In recent years, and especially in recent months!, the landscape of Natural Language Processing (NLP) and Generative AI has witnessed a massive leap forward with the advent of increasingly sophisticated language models. Among these game-changers, we have:
- Developed by Open AI → GPT-3, InstructGPT, GPT-3.5-Turbo, GPT-4
- Developed by Google → LaMDA, PaLM
- Developed by Meta → LLaMA
- Developed by HuggingFace and BigScience Group → BLOOM
Many of these LLMs have been making headlines for not only their remarkable capabilities in text generation but also their ability to perform almost any type of task ranging from simple classification to passing some of the most challenging exams in the world:
It is true that in certain contexts, some LLMs can be more intelligent than you! However, there is no need to be overly concerned.
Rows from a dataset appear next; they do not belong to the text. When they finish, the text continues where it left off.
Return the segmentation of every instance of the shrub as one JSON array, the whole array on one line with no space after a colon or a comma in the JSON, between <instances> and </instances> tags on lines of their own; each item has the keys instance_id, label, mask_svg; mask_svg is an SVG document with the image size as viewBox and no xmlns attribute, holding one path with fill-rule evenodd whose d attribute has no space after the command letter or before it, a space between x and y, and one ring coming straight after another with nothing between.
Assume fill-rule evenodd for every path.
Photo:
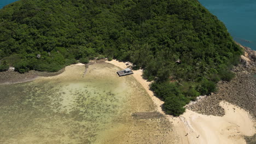
<instances>
[{"instance_id":1,"label":"shrub","mask_svg":"<svg viewBox=\"0 0 256 144\"><path fill-rule=\"evenodd\" d=\"M215 83L205 79L200 82L200 84L197 86L197 89L201 95L208 95L211 92L216 92L217 90Z\"/></svg>"},{"instance_id":2,"label":"shrub","mask_svg":"<svg viewBox=\"0 0 256 144\"><path fill-rule=\"evenodd\" d=\"M14 65L15 71L20 73L25 73L28 71L30 69L28 68L28 63L26 60L20 61Z\"/></svg>"},{"instance_id":3,"label":"shrub","mask_svg":"<svg viewBox=\"0 0 256 144\"><path fill-rule=\"evenodd\" d=\"M0 65L0 71L7 71L9 69L9 66L8 65Z\"/></svg>"},{"instance_id":4,"label":"shrub","mask_svg":"<svg viewBox=\"0 0 256 144\"><path fill-rule=\"evenodd\" d=\"M66 59L65 65L69 65L71 64L77 63L77 61L74 58Z\"/></svg>"},{"instance_id":5,"label":"shrub","mask_svg":"<svg viewBox=\"0 0 256 144\"><path fill-rule=\"evenodd\" d=\"M85 64L85 63L89 63L89 60L88 59L88 58L81 58L79 59L79 61L80 63L84 63L84 64Z\"/></svg>"},{"instance_id":6,"label":"shrub","mask_svg":"<svg viewBox=\"0 0 256 144\"><path fill-rule=\"evenodd\" d=\"M112 61L112 60L113 60L113 58L112 58L112 57L108 57L108 61Z\"/></svg>"},{"instance_id":7,"label":"shrub","mask_svg":"<svg viewBox=\"0 0 256 144\"><path fill-rule=\"evenodd\" d=\"M185 103L177 97L170 97L165 99L164 109L167 114L178 116L185 112Z\"/></svg>"},{"instance_id":8,"label":"shrub","mask_svg":"<svg viewBox=\"0 0 256 144\"><path fill-rule=\"evenodd\" d=\"M100 60L100 59L104 59L104 58L105 58L105 56L104 56L103 55L101 55L101 56L97 57L97 60Z\"/></svg>"}]
</instances>

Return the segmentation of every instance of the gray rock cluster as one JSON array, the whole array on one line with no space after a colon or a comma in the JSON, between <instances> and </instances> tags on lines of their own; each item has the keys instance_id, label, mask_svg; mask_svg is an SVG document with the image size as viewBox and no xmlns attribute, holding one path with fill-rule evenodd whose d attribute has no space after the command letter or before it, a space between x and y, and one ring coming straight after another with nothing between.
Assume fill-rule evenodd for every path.
<instances>
[{"instance_id":1,"label":"gray rock cluster","mask_svg":"<svg viewBox=\"0 0 256 144\"><path fill-rule=\"evenodd\" d=\"M214 116L223 116L224 110L219 105L222 100L240 106L256 117L256 63L255 51L245 47L244 57L249 61L235 67L235 77L230 82L220 81L216 93L201 99L197 103L186 106L186 108L198 113Z\"/></svg>"}]
</instances>

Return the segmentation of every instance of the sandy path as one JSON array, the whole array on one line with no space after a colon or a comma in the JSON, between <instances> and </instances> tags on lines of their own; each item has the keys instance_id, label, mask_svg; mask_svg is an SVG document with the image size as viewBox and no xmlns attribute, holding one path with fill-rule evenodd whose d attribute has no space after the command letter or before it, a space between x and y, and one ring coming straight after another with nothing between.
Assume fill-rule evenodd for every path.
<instances>
[{"instance_id":1,"label":"sandy path","mask_svg":"<svg viewBox=\"0 0 256 144\"><path fill-rule=\"evenodd\" d=\"M127 68L126 64L131 64L116 60L106 62L121 69ZM132 76L147 91L158 111L164 113L161 108L164 102L149 90L150 82L142 78L142 70L133 70L133 73ZM179 143L246 143L243 135L252 136L255 133L254 121L240 107L225 101L220 105L225 110L223 117L203 115L189 110L177 118L165 115L173 124Z\"/></svg>"}]
</instances>

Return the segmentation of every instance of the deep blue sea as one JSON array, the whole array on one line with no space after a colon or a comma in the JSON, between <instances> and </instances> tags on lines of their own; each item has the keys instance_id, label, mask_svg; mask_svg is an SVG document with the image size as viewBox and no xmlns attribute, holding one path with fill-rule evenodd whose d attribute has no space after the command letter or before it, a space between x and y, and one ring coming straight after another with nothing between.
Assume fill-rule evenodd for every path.
<instances>
[{"instance_id":1,"label":"deep blue sea","mask_svg":"<svg viewBox=\"0 0 256 144\"><path fill-rule=\"evenodd\" d=\"M0 8L18 0L0 0ZM226 25L234 39L256 50L256 0L199 0Z\"/></svg>"}]
</instances>

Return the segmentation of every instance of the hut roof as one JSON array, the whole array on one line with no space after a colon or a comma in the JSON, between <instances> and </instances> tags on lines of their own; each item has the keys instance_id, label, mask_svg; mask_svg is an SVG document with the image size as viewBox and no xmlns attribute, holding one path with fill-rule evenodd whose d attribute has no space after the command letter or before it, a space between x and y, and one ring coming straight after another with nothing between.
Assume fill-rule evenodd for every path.
<instances>
[{"instance_id":1,"label":"hut roof","mask_svg":"<svg viewBox=\"0 0 256 144\"><path fill-rule=\"evenodd\" d=\"M125 69L125 71L131 71L131 70L130 68L126 68Z\"/></svg>"}]
</instances>

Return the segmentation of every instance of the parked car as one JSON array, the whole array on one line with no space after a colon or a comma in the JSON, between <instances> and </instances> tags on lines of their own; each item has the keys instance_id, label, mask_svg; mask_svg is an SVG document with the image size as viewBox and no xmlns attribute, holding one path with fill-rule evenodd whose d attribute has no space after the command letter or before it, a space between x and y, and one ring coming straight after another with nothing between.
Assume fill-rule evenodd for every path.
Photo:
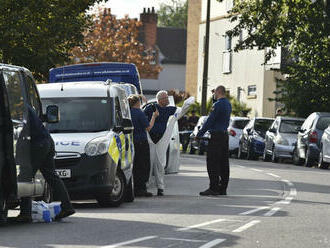
<instances>
[{"instance_id":1,"label":"parked car","mask_svg":"<svg viewBox=\"0 0 330 248\"><path fill-rule=\"evenodd\" d=\"M201 116L198 119L198 122L190 135L190 142L188 145L188 149L190 149L190 154L195 154L198 151L199 155L203 155L204 152L207 151L207 145L210 138L210 133L206 132L201 139L195 139L198 131L203 127L204 123L206 122L208 116Z\"/></svg>"},{"instance_id":2,"label":"parked car","mask_svg":"<svg viewBox=\"0 0 330 248\"><path fill-rule=\"evenodd\" d=\"M8 209L15 208L22 197L51 200L50 189L38 171L34 178L30 172L30 126L27 106L33 108L45 122L58 121L58 107L42 113L42 105L35 81L23 67L0 64L0 190L4 201L0 208L6 219ZM54 111L54 114L52 114Z\"/></svg>"},{"instance_id":3,"label":"parked car","mask_svg":"<svg viewBox=\"0 0 330 248\"><path fill-rule=\"evenodd\" d=\"M272 125L273 118L255 117L243 129L239 146L238 158L257 159L265 149L265 135Z\"/></svg>"},{"instance_id":4,"label":"parked car","mask_svg":"<svg viewBox=\"0 0 330 248\"><path fill-rule=\"evenodd\" d=\"M247 117L230 117L228 134L229 134L229 155L237 154L239 147L239 140L242 135L244 127L248 124Z\"/></svg>"},{"instance_id":5,"label":"parked car","mask_svg":"<svg viewBox=\"0 0 330 248\"><path fill-rule=\"evenodd\" d=\"M175 106L173 96L168 96L169 106ZM157 100L155 98L150 99L146 105L143 106L143 109L149 104L155 104ZM179 137L179 126L176 121L170 140L170 144L166 151L166 166L165 173L172 174L179 172L180 167L180 137Z\"/></svg>"},{"instance_id":6,"label":"parked car","mask_svg":"<svg viewBox=\"0 0 330 248\"><path fill-rule=\"evenodd\" d=\"M293 151L295 165L311 167L319 160L321 137L329 124L328 112L314 112L307 117L298 130L297 144Z\"/></svg>"},{"instance_id":7,"label":"parked car","mask_svg":"<svg viewBox=\"0 0 330 248\"><path fill-rule=\"evenodd\" d=\"M318 167L328 169L330 165L330 125L324 130L320 144L320 156Z\"/></svg>"},{"instance_id":8,"label":"parked car","mask_svg":"<svg viewBox=\"0 0 330 248\"><path fill-rule=\"evenodd\" d=\"M279 159L292 159L297 142L298 128L304 119L279 116L266 132L263 160L277 163Z\"/></svg>"}]
</instances>

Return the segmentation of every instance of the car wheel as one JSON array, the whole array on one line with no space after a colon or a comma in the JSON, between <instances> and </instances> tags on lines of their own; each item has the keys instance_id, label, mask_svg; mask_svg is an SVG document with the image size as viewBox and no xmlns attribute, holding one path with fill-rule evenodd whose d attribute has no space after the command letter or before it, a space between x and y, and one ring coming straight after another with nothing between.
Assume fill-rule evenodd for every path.
<instances>
[{"instance_id":1,"label":"car wheel","mask_svg":"<svg viewBox=\"0 0 330 248\"><path fill-rule=\"evenodd\" d=\"M119 207L125 197L125 178L124 174L117 169L117 175L111 194L103 194L96 198L101 207Z\"/></svg>"},{"instance_id":2,"label":"car wheel","mask_svg":"<svg viewBox=\"0 0 330 248\"><path fill-rule=\"evenodd\" d=\"M135 198L134 194L134 180L133 175L131 176L131 179L129 180L128 184L125 188L125 202L133 202Z\"/></svg>"},{"instance_id":3,"label":"car wheel","mask_svg":"<svg viewBox=\"0 0 330 248\"><path fill-rule=\"evenodd\" d=\"M299 158L297 147L295 147L294 150L293 150L293 158L292 159L293 159L293 164L294 165L302 165L303 164L303 160L301 158Z\"/></svg>"},{"instance_id":4,"label":"car wheel","mask_svg":"<svg viewBox=\"0 0 330 248\"><path fill-rule=\"evenodd\" d=\"M322 147L321 147L321 151L320 151L318 167L320 169L328 169L329 168L329 163L326 163L326 162L323 161L323 149L322 149Z\"/></svg>"},{"instance_id":5,"label":"car wheel","mask_svg":"<svg viewBox=\"0 0 330 248\"><path fill-rule=\"evenodd\" d=\"M307 149L307 151L306 151L306 156L305 156L306 158L305 158L305 166L306 167L312 167L313 166L313 164L314 164L314 161L311 159L311 157L310 157L310 150L309 149Z\"/></svg>"},{"instance_id":6,"label":"car wheel","mask_svg":"<svg viewBox=\"0 0 330 248\"><path fill-rule=\"evenodd\" d=\"M238 157L239 159L244 159L244 158L245 158L245 154L244 154L244 152L242 151L242 145L241 145L241 144L239 144L239 146L238 146L237 157Z\"/></svg>"},{"instance_id":7,"label":"car wheel","mask_svg":"<svg viewBox=\"0 0 330 248\"><path fill-rule=\"evenodd\" d=\"M269 154L267 154L266 148L264 150L264 154L262 155L262 160L265 162L270 161L270 156L269 156Z\"/></svg>"},{"instance_id":8,"label":"car wheel","mask_svg":"<svg viewBox=\"0 0 330 248\"><path fill-rule=\"evenodd\" d=\"M278 157L276 156L274 147L272 149L272 162L273 163L277 163L278 162Z\"/></svg>"}]
</instances>

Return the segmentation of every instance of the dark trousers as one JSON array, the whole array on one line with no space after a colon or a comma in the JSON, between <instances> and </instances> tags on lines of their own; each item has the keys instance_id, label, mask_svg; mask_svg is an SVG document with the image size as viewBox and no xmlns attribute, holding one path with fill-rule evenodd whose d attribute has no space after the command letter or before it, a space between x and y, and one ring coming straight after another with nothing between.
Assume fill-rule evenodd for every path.
<instances>
[{"instance_id":1,"label":"dark trousers","mask_svg":"<svg viewBox=\"0 0 330 248\"><path fill-rule=\"evenodd\" d=\"M227 132L211 134L207 149L207 172L210 189L226 190L229 182L229 152Z\"/></svg>"},{"instance_id":2,"label":"dark trousers","mask_svg":"<svg viewBox=\"0 0 330 248\"><path fill-rule=\"evenodd\" d=\"M150 150L147 140L134 142L134 187L135 191L146 190L150 175Z\"/></svg>"},{"instance_id":3,"label":"dark trousers","mask_svg":"<svg viewBox=\"0 0 330 248\"><path fill-rule=\"evenodd\" d=\"M69 194L63 181L55 172L54 163L55 147L54 142L46 142L43 144L31 144L31 162L32 171L29 173L33 178L39 169L46 182L54 193L54 198L61 201L62 209L72 209ZM25 173L24 177L27 177ZM21 199L21 214L31 215L32 199L24 197Z\"/></svg>"}]
</instances>

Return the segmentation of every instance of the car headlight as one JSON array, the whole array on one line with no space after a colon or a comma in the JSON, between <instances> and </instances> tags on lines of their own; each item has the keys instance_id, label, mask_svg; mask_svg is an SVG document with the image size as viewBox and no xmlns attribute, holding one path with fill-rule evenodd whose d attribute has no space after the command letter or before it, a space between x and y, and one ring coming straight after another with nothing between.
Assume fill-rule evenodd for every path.
<instances>
[{"instance_id":1,"label":"car headlight","mask_svg":"<svg viewBox=\"0 0 330 248\"><path fill-rule=\"evenodd\" d=\"M87 143L87 145L85 146L85 153L87 156L103 155L108 152L109 145L109 138L96 138Z\"/></svg>"},{"instance_id":2,"label":"car headlight","mask_svg":"<svg viewBox=\"0 0 330 248\"><path fill-rule=\"evenodd\" d=\"M276 137L276 143L279 144L279 145L284 145L284 146L288 146L289 145L289 142L287 139L284 139L283 137L281 136L277 136Z\"/></svg>"},{"instance_id":3,"label":"car headlight","mask_svg":"<svg viewBox=\"0 0 330 248\"><path fill-rule=\"evenodd\" d=\"M264 142L264 139L256 132L253 133L252 138L257 141Z\"/></svg>"}]
</instances>

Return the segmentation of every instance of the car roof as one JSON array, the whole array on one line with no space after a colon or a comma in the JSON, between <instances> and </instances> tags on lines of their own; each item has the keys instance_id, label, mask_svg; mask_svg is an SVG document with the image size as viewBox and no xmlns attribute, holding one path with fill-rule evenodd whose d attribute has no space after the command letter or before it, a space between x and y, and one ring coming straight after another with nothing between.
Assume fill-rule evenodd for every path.
<instances>
[{"instance_id":1,"label":"car roof","mask_svg":"<svg viewBox=\"0 0 330 248\"><path fill-rule=\"evenodd\" d=\"M41 98L107 97L108 86L101 81L38 84Z\"/></svg>"},{"instance_id":2,"label":"car roof","mask_svg":"<svg viewBox=\"0 0 330 248\"><path fill-rule=\"evenodd\" d=\"M305 118L290 117L290 116L277 116L276 119L280 119L282 121L304 121L305 120Z\"/></svg>"}]
</instances>

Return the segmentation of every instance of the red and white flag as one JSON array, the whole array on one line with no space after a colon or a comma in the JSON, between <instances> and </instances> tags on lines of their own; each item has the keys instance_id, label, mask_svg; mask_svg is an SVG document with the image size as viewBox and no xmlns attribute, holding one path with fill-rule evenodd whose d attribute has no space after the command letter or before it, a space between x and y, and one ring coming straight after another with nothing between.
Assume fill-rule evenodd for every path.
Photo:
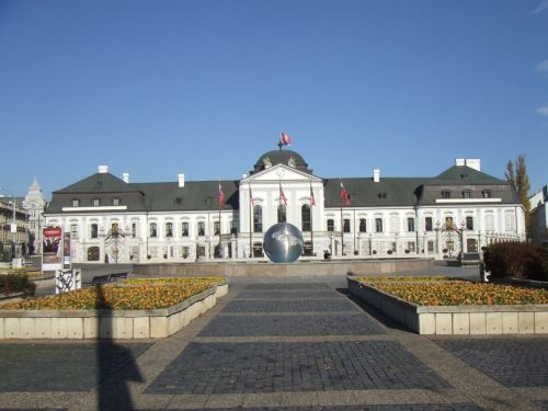
<instances>
[{"instance_id":1,"label":"red and white flag","mask_svg":"<svg viewBox=\"0 0 548 411\"><path fill-rule=\"evenodd\" d=\"M251 193L251 184L249 185L249 202L251 203L251 206L255 206L255 201L253 199L253 194Z\"/></svg>"},{"instance_id":2,"label":"red and white flag","mask_svg":"<svg viewBox=\"0 0 548 411\"><path fill-rule=\"evenodd\" d=\"M279 204L284 202L284 205L287 206L287 197L284 194L284 190L282 189L282 182L279 182Z\"/></svg>"},{"instance_id":3,"label":"red and white flag","mask_svg":"<svg viewBox=\"0 0 548 411\"><path fill-rule=\"evenodd\" d=\"M225 203L225 192L222 191L219 182L219 209L222 207L222 203Z\"/></svg>"},{"instance_id":4,"label":"red and white flag","mask_svg":"<svg viewBox=\"0 0 548 411\"><path fill-rule=\"evenodd\" d=\"M292 144L292 137L287 133L282 132L282 135L279 136L279 144L282 146L288 146Z\"/></svg>"},{"instance_id":5,"label":"red and white flag","mask_svg":"<svg viewBox=\"0 0 548 411\"><path fill-rule=\"evenodd\" d=\"M350 193L341 181L341 199L344 199L346 205L350 205Z\"/></svg>"}]
</instances>

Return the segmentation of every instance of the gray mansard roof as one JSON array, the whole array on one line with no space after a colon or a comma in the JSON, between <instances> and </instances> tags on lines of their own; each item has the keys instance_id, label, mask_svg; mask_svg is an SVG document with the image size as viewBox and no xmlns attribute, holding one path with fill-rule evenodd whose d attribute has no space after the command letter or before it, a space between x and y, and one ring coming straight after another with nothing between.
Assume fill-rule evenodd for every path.
<instances>
[{"instance_id":1,"label":"gray mansard roof","mask_svg":"<svg viewBox=\"0 0 548 411\"><path fill-rule=\"evenodd\" d=\"M263 168L266 157L272 165L286 163L293 158L297 168L311 173L302 157L290 150L264 153L256 162L255 171ZM499 204L520 204L517 194L507 182L467 165L454 165L435 178L380 178L379 182L374 182L373 178L323 179L326 208L341 206L341 181L350 193L351 207L439 205L443 204L437 202L442 192L447 191L452 204L460 203L459 198L467 205L473 204L476 198L478 204L483 203L486 192L491 198L501 198ZM101 206L113 205L116 198L119 205L127 206L128 213L217 210L218 184L218 181L190 181L180 187L176 182L125 183L110 173L96 173L54 192L47 213L78 213L78 207L71 208L72 201L78 199L81 207L90 207L93 198L100 198ZM222 209L239 209L239 182L228 180L220 184L226 196ZM64 210L64 207L70 209Z\"/></svg>"}]
</instances>

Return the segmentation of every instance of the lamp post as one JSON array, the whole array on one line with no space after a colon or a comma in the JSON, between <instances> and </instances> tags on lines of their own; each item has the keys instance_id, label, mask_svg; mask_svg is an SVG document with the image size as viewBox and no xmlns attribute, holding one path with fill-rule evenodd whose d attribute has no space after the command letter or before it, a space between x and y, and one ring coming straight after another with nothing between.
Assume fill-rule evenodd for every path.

These models still require your input and will not completely replace all jobs in the world. Instead, LLMs will only bring about change and increase the efficiency of professionals ;)
But I am not going to talk about any LLM in particular. We are going to deep dive into Prompt Engineering and share some tips from our experience building Flowrite during the past 2 years.
Prompt Engineering has been increasingly becoming a precious skill since all these extremely powerful LLMs have something in common, they need to be prompted with text to perform any task. Regardless if you are trying to perform a simple classification task or you are building a prompt for a complex Q&A system, your prompt will guide the model to perform the task you are after.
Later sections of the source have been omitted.